Thursday, 5 October 2017: 11:00
National Harbor 11 (Gaylord National Resort and Convention Center)
There has been a surge of interest and efforts towards modulating peripheral nerves, such as the vagus nerve, to treat various health conditions including tinnitus, rheumatoid arthritis, inflammatory bowel disease, depression and several other diseases. Unfortunately, there is limited understanding of the anatomical and functional organization of these peripheral pathways and their effects on different end-organs in healthy and diseased states. I will present recent results from my lab demonstrating the ability to use electrical and ultrasound stimulation to modulate the vagus nerve pathway and spleen to alter release of specific cytokines and biomolecules within the body, as well as reduce symptoms associated with rheumatoid arthritis in rodents.
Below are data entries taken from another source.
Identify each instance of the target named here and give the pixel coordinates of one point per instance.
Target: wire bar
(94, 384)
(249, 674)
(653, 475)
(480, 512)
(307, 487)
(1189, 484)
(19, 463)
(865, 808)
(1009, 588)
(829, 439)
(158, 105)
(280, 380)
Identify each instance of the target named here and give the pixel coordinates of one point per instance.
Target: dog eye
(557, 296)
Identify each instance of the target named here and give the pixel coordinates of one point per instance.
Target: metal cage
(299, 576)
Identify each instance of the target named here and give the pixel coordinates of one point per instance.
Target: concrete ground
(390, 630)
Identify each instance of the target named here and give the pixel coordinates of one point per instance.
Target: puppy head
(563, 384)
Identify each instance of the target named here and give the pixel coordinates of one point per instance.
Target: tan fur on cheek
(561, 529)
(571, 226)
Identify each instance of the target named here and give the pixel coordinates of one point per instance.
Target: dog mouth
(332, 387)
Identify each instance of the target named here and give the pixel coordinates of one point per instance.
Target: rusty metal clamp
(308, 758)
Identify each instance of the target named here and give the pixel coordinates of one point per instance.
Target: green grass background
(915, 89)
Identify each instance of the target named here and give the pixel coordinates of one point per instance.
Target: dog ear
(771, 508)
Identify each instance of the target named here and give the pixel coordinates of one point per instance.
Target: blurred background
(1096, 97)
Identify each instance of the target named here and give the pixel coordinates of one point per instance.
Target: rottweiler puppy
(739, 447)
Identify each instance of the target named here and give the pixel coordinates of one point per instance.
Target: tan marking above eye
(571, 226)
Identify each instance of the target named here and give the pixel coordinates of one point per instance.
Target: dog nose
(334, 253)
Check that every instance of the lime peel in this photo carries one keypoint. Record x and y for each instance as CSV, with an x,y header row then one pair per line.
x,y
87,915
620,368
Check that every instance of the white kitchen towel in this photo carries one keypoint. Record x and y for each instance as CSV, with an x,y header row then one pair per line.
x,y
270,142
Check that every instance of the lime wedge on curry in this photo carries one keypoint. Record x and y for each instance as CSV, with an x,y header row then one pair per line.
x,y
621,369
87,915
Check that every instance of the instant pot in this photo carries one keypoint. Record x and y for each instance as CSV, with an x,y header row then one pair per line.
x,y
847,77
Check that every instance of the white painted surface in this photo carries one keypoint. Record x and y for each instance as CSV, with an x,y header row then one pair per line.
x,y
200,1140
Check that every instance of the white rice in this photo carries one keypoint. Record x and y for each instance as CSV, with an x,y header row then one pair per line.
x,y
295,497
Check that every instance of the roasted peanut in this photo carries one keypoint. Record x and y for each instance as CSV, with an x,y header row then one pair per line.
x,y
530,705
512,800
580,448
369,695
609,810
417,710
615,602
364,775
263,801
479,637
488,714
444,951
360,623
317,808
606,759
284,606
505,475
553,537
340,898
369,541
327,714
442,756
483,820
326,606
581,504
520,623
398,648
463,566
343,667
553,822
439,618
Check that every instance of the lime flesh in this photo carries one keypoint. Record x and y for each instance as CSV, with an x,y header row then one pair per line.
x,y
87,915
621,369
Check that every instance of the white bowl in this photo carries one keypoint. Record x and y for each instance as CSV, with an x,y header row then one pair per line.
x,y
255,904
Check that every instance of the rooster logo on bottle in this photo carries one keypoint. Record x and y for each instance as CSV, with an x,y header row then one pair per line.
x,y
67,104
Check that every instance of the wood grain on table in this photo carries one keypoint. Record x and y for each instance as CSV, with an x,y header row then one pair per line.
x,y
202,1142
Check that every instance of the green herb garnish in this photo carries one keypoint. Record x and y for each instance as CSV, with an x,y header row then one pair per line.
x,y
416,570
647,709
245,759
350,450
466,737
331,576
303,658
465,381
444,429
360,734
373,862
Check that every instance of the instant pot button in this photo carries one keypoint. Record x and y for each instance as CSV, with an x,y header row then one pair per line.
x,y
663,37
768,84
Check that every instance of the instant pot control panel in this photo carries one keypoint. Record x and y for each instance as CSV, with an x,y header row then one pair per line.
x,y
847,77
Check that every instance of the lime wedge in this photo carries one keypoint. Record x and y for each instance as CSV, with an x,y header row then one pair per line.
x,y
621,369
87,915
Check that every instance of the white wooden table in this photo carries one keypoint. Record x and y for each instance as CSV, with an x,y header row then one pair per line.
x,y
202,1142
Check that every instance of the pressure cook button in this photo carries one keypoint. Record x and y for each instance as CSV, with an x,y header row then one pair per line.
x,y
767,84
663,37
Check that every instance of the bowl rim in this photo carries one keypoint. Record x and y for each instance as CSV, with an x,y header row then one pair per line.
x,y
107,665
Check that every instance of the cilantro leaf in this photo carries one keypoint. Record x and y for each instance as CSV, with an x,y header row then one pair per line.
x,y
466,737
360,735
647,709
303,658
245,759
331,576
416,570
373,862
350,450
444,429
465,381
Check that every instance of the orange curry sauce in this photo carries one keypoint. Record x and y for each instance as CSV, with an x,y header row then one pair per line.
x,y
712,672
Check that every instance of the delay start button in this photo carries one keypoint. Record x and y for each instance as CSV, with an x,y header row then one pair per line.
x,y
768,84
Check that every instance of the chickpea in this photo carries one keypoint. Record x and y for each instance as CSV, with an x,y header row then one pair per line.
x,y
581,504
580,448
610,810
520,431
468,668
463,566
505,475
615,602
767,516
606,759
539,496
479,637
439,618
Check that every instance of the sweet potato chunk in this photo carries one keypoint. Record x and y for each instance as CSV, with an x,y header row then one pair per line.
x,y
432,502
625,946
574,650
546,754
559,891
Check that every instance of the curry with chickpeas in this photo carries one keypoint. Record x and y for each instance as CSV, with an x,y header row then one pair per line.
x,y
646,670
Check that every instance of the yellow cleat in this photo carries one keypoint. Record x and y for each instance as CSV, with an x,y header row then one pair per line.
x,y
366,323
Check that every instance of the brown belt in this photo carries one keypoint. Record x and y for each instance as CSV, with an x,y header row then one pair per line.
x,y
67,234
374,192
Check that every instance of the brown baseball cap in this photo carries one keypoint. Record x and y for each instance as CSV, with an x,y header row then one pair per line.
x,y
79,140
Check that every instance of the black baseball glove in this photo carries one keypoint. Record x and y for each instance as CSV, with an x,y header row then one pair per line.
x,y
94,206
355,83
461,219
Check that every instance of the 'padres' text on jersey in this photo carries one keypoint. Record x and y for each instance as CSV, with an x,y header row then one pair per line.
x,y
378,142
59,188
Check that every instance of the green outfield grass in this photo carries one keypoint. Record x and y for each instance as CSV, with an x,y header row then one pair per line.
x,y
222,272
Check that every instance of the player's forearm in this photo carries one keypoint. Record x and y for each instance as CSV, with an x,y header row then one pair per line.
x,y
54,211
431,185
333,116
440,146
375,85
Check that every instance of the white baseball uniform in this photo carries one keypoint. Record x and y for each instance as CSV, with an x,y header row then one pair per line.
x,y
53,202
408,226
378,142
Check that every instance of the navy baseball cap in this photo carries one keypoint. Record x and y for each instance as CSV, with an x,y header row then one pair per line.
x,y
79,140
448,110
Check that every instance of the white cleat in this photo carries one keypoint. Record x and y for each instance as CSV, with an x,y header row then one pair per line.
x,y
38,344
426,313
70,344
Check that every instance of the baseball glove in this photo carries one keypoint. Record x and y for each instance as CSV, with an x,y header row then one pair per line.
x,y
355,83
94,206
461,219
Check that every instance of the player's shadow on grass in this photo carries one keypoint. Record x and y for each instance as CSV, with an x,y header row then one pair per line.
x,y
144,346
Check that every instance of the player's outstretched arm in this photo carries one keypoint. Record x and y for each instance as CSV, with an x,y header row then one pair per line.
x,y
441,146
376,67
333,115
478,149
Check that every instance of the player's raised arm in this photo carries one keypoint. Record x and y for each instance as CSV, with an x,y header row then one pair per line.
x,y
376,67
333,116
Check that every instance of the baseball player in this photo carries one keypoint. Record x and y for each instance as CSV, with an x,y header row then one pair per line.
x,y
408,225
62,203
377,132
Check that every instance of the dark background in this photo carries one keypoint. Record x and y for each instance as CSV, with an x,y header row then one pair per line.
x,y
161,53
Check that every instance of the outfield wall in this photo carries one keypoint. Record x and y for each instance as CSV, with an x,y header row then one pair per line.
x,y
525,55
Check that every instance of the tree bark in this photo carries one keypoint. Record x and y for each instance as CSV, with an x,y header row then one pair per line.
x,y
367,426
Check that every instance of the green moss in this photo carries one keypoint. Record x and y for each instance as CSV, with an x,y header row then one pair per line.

Ultrasound stimulation can enhance or suppress ongoing nerve activity depending on the selected parameters. These neuromodulatory effects may involve both thermal and mechanical mechanisms. Encouragingly, ultrasound stimulation could serve as a noninvasive method for modulating peripheral nerves and end-organs towards treatment of various diseases. Ultrasound stimulation could also be paired with electrical stimulation to achieve various modulatory and therapeutic effects. Further studies are needed to identify appropriate targets and stimulation patterns for different health conditions.